Ok, let's add it. We are going to use the LDAP slapadd utility, which is old-fashioned nowadays, but easy to use:

sudo service slapd stop
sudo slapadd -l /opt/sark/cache/ldapcontactou.ldif
sudo service slapd start

Refresh your browser and navigate to SARK. You should see a "Directory" option when you click on the "Settings" drop-down. In this page, you can add and modify your telephone book entries or upload a vCard file you have exported from Google contacts or whatever. You can also have your phones browse your contacts if you have SIP phones which are LDAP aware (many are). You'll need to add a couple of entries to your SARK firewall for TCP ports 389 and 686 (restrict them to net:$LAN) to allow the phones to query the database - don't forget to restart the firewall.

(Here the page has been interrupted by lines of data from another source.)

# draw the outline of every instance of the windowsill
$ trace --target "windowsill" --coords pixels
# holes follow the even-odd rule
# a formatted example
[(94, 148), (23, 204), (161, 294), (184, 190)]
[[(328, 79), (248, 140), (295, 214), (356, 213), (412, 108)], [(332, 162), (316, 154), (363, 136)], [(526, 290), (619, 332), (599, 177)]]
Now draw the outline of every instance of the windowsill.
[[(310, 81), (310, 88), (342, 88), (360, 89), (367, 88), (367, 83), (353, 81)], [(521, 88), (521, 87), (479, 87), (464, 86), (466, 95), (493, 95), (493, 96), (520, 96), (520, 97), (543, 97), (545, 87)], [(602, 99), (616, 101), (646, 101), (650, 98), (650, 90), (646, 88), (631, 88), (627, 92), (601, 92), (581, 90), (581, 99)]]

Set Up Your Phones to Use LDAP

Most major SIP Phone types can use LDAP; however, the implementation varies from type to type. Snom, Panasonic (KX-HDV), Yealink, and Fanvil all support LDAP and have on-board provisioning already set up for openLDAP on SARK. Cisco small business phones (SPA) support LDAP and Provu have a section on their website showing how to set them up here. Polycom phone set-up is more complex (isn't it always?), however, there is good documentation provided by Polycom so you should be able to get it running with a little work although we don't show it here. Gigaset professional (N series) phones support LDAP and there is documentation on their website.